Case in point: A.O. Alex Overrated. Look, he’s got a great shot and when he’s motivated he works really hard. He’s a great straight-line skater with above-average stickhandling and slick power moves. Hey, I just described Ricky Vaive! OK, that’s low. He’s better than Vaive … although strangely no more effective.
- Would the American team (and media) stop making excuses for the American team? Anonymous “players” blamed the ice at the Bolshoi arena for their play down the stretch. A couple of their players said Team USA somehow “didn’t show up” in the game vs. Canada. Maybe you showed up but aren’t good enough?
- Half of the leads on the gold medal game talked about a banged-up Swedish team because they’re missing Zetterberg, one of the Sedin twins and now Niklas Backstrom. Good thing Canada wasn’t missing any top players. Oh yeah, besides Steve Stamkos and John Tavares. Yes, it’s less critical for Canada because of the depth (Matt Duchesne played well in the gold medal game, filling in for Tavares on a line with Martin St. Louis, the replacement for Stamkos). But it’s an excuse.
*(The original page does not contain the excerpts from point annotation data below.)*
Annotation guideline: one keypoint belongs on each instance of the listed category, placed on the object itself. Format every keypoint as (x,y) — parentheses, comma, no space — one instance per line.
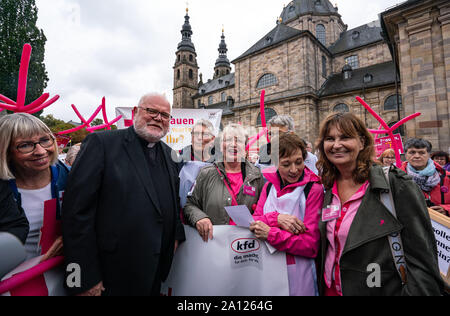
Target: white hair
(153,95)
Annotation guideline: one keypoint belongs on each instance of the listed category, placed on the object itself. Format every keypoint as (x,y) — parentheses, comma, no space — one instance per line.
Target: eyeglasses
(202,135)
(29,147)
(154,113)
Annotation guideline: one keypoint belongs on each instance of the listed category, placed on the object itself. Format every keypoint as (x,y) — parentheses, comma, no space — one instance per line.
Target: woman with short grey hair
(229,182)
(433,180)
(283,120)
(29,164)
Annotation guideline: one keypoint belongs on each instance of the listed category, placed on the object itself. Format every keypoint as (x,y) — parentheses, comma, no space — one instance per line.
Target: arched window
(324,66)
(270,113)
(353,61)
(342,108)
(266,81)
(391,103)
(321,34)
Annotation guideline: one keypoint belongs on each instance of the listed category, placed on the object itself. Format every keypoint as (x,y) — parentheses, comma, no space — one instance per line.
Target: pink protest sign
(385,143)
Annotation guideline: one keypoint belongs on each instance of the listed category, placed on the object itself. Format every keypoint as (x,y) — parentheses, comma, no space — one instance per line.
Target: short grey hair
(205,123)
(418,143)
(283,120)
(152,95)
(235,130)
(20,125)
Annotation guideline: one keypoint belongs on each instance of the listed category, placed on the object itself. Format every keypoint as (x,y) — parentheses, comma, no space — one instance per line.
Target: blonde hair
(235,130)
(20,125)
(350,125)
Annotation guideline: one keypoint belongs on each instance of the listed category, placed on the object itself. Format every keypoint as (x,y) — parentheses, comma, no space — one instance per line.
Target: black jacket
(12,218)
(112,222)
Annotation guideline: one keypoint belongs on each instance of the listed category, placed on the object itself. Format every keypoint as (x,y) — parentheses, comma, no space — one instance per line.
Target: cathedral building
(311,64)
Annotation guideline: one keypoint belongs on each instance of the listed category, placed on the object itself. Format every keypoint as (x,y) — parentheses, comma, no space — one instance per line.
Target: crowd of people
(126,196)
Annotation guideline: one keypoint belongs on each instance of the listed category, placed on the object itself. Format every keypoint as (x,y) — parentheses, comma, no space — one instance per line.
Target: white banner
(183,120)
(234,263)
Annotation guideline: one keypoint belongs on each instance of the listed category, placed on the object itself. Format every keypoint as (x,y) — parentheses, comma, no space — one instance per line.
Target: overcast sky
(122,49)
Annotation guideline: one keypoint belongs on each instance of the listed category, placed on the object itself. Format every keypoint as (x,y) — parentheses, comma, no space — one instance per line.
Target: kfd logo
(245,245)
Anybody really think Backstrom would have made a difference when, on Sweden’s second power play, the scoring chances were 2-0 for Canada?
- One more excuse to
shoot downnote … Russians blaming their coaching staff because putting Ovechkin on the point on the power play took away his scoring chances. Drew Doughty scored twice in one game (four overall) coming off the point, Eric Karlsson had eight points. With teams sagging into the slot, the point was the best place to score from.
- Nice touch by Mike Babcock, btw … Dan Hamhuis, Canada’s 7th or 8th defenseman, was on the ice for the final seconds of the gold medal game … one of the first to get to Carey Price after the game.
The biggest raspberry goes to the media and the IIHF for their all-tournament selections. The IIHF chose Carey Price, Karlsson and Phil Kessel as the best players at their respective positions and the media chose Teemu Selanne, Kessel, Mikael Granlund, Karlsson, Drew Doughty and Henrik Lundqvist to their all-tournament team. So two Swedes, two Finns an American and a Canadian on the all-tournament team, and no skaters for Canada get recognized as the best at their positions.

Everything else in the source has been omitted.